You might be thinking that Hillary does, in fact, have a public persona, and if you are thinking this, you are correct. But Hillary’s public persona is the wrong kind of public persona for this contest. Hillary is famous for a long career in public service. She’s famous for standing by her husband in the wake of a sex scandal. She’s famous putting her shoulder to the grindstone and for doing the work, whether that work was as a Senator for the state of New York or as the Secretary of State. She is not famous for seeking the limelight or cultivating a celebrity fanbase. For some of us, these traits are admirable. But some of us was not enough this time.
The problem is that none of the things for which Hillary is best known allowed the American public to see what she’s actually like as a human being. Take for example one of the most iconic Hillary Clinton images of the campaign, the one that went viral as the meme “Texts from Hillary.” The image is one of illegibility. Her face is deadpan, almost expressionless; she’s not only looking down at a phone, the screen of which we can’t see, but she’s also wearing sunglasses. This is an image of inaccessibility. I suspect that some Americans would have responded better to Hillary Clinton had she been more demonstrative of affect, if she would just smile more (of course, when she did, she was told that she smiled too much). But this conundrum is not simply about Hillary’s smile (or lack thereof); it’s about the fact that much of the public don’t feel like they can relate to her.

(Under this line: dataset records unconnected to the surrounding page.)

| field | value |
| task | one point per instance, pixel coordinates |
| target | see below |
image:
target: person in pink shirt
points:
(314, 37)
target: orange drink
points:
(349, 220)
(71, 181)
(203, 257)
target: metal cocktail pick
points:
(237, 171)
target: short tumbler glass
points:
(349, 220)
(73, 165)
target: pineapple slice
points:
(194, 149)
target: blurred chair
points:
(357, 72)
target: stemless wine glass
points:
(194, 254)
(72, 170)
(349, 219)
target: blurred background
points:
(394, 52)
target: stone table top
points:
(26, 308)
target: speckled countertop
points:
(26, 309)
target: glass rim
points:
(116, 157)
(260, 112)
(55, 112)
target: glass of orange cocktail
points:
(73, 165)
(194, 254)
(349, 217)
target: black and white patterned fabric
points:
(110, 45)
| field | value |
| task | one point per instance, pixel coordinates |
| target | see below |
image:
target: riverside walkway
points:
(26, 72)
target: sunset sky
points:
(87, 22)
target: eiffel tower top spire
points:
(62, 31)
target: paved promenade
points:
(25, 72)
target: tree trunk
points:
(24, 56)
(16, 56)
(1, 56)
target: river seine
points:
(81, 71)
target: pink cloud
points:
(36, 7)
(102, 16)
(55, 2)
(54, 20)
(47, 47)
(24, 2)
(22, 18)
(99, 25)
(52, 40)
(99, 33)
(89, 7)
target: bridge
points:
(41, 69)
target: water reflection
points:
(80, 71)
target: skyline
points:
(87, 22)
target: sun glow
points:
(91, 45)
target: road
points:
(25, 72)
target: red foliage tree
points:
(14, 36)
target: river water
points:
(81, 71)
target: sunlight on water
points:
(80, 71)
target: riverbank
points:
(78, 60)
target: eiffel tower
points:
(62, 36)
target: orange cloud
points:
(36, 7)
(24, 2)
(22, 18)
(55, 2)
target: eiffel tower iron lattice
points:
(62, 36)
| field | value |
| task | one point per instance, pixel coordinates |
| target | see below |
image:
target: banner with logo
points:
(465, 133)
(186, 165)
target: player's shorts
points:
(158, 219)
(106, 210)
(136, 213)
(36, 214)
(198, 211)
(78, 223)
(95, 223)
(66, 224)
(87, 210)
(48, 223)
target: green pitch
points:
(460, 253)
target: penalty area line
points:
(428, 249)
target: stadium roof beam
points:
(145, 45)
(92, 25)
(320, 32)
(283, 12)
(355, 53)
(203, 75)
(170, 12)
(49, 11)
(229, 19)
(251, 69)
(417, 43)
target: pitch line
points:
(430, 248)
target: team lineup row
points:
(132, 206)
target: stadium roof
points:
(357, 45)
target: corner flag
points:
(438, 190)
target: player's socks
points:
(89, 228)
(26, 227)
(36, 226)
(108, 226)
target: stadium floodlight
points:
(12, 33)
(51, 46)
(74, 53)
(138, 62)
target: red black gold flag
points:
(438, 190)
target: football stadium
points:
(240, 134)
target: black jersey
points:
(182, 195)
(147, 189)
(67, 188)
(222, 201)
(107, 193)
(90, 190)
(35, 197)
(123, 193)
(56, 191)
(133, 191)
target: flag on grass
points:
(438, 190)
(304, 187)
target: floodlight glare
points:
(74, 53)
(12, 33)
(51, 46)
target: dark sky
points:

Of course, the fact that Trump has starred in his own reality show for fourteen seasons doesn’t actually give the American public a glimpse of what he’s really like either, but it does us give the semblance of getting to know him. And that matters. It matters a lot, as it turns out. Even if we grant that the majority of the American television-viewing public can distinguish between reality television and actual reality in 2016, the point is this: the distinction isn’t important. The fact that The Real World, American Ninja Warrior, or The Real Housewives of Wherever are scripted, edited, and shaped into particular storylines gamed to appeal to viewers is not news. And it doesn’t matter.
Reality TV might be a guilty pleasure for much of the American public, but guilty or not, it is a pleasure. Many Americans love these shows, and we often feel like we know the people whom we watch week in and week out. We form emotional attachments to them. Maybe not deep emotional attachments, but emotional attachments nevertheless. We get upset when our favorites get voted off the island, out of the Big Brother house, or fail to advance to the next round of Dancing With the Stars. Despite thirty years of public life and service, the American public never had much of a chance to form such an attachment to Hillary Clinton (or Bernie Sanders or John Kerry or Al Gore. . . ). This lack of connection would become a real problem.